Results: Forty-two participants were enrolled, with 21 assigned to each of the low- and high-risk groups. High-risk individuals had a higher apnea-hypopnea index, oxygen desaturation index (≥3%, ODI-3%), fraction of total sleep time with oxygen desaturation (SpO90% ), and arousal index and greater peak-to-peak amplitude and slope in slow-wave activity, with a correspondingly shorter duration, than did low-risk individuals. Furthermore, indices such as the apnea-hypopnea index, ODI-3% and SpO90% were found to indirectly affect slow-wave activity, thereby raising the Aβ × T-Tau level.

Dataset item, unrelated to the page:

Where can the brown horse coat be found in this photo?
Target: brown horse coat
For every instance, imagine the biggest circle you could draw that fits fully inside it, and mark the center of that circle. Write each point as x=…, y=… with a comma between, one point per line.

Conclusions: Obstructive sleep apnea manifestations, such as respiratory events and hypoxia, may influence slow-wave sleep activity (functioning as intermediaries) and may be linked to elevated neurochemical biomarker levels. However, a longitudinal study is necessary to determine causal relationships among these factors.

Statement Of Significance: This research aims to bridge gaps in understanding how obstructive sleep apnea is associated with an elevated risk of Alzheimer's disease, providing valuable knowledge for sleep and cognitive health.